On Transportation of Mini-batches: A Hierarchical Approach

September 24, 2022

1. Introduction

The Optimal Transport (OT) theory has a long history in Applied mathematics and economics, and recently it has become a useful tool in machine learning applications such as deep generative models [1], domain adaptation [2], etc. Despite its popularity in ML, there are still major issues of computation cost with using OT in large-scale datasets, those issues could be demonstrated in two following situations: “What if the number of supports is very large, for example millions?” and “What if the computation of optimal transport is repeated multiple times and has limited memory e.g., in deep learning?”. To deal with those problems, practitioners often replace the original large-scale computation of OT with cheaper computation on subsets of the whole dataset, which is widely referred to as mini-batch approaches [3, 4]. In particular, a min-batch is a sparse representation of the data. Despite being applied successfully, the current mini-batch OT loss does not consider the relationship between mini-batches and treats every pair of mini-batches the same. This causes undesirable effects in measuring the discrepancy between probability measures. First, the m-OT loss is shown to be an approximation of a discrepancy (the population m-OT) that does not preserve the metricity property, namely, this discrepancy is always positive even when two probability measures are identical. Second, it is also unclear whether this discrepancy achieves the minimum value when the two probability measures are the same. That naturally raises the question of whether we could propose a better mini-batch scheme to sort out these issues to improve the performance of the OT in applications.

2. Background

2.1 Optimal Transport

Let $\mu, \nu$ be discrete distributions of $n$ supports, i.e. $\mu \coloneqq \frac{1}{n} \sum_{i=1}^n \delta_{x_i}$ and $\nu \coloneqq \frac{1}{n}\sum_{j=1}^{n} \delta_{y_j}$ . Given distances between supports of two distributions as a matrix $C$ , the Optimal Transport (OT) problem reads:

(1) $\begin{equation*} \text{OT}(\mu, \nu) = \min_{\pi \in \Pi(\mu, \nu)} \langle C,\pi \rangle \end{equation*}$

where $\Pi(\mu, \nu) = \{ \pi \in \mathbb{R}_{+}^{n \times n} | \pi 1 = \mu, \pi^T 1 = \nu \}$ is the set of admissible transportation plans between $\mu$ and $\nu$ .
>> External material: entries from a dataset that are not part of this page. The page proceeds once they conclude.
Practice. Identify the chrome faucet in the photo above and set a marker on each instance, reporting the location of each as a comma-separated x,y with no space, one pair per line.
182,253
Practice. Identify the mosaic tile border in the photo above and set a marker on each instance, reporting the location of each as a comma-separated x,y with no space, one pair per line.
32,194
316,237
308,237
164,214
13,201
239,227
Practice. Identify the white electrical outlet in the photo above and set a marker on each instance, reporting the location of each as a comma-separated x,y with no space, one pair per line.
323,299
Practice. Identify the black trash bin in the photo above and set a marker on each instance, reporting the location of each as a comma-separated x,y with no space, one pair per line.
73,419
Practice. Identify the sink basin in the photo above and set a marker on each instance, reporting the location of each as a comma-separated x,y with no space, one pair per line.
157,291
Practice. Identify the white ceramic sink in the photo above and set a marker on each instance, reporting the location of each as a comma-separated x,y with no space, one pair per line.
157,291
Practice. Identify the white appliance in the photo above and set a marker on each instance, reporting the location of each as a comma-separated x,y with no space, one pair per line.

Figure 1. An example of OT with n = 4.

2.2 Mini-batch Optimal Transport

The original $n$ samples are divided into random mini-batches of size $m \geq 1$ , then an alternative solution to the original OT problem is formed by averaging these smaller OT solutions.

(2) $\begin{equation*} \text{m-OT}^m(\mu, \nu) = \mathbb{E}_{(X, Y) \sim \overset{\otimes m}{\mu} \otimes \overset{\otimes m}{\nu}} [\text{OT}(P_X, P_Y)] \end{equation*}$

where $\otimes$ denotes product measure, $X = (x_1, \ldots, x_m)$ is the sampled mini-batch, and $P_X = \frac{1}{m} \sum_{i=1}^m \delta_{x_i}$ is the corresponding discrete distribution. In practice, we can use subsampling to approximate the expectation, thus the empirical m-OT reads:

(3) $\begin{equation*} \text{m-OT}_k^m(\mu, \nu) \approx \frac{1}{k} \sum_{i=1}^k [\text{OT}(P_{X_i}, P_{Y_i})] \end{equation*}$

where $(X_1, Y_1), \ldots, (X_k, Y_k) \sim \overset{\otimes m}{\mu} \otimes \overset{\otimes m}{\nu}$ and $k$ is often set to 1 in previous works.

Issue of m-OT

We can see that the optimal matchings at the mini-batch level in Figure 2 are different from the full-scale optimal transport. One source of the issue is that all pairs of mini-batches are treated the same.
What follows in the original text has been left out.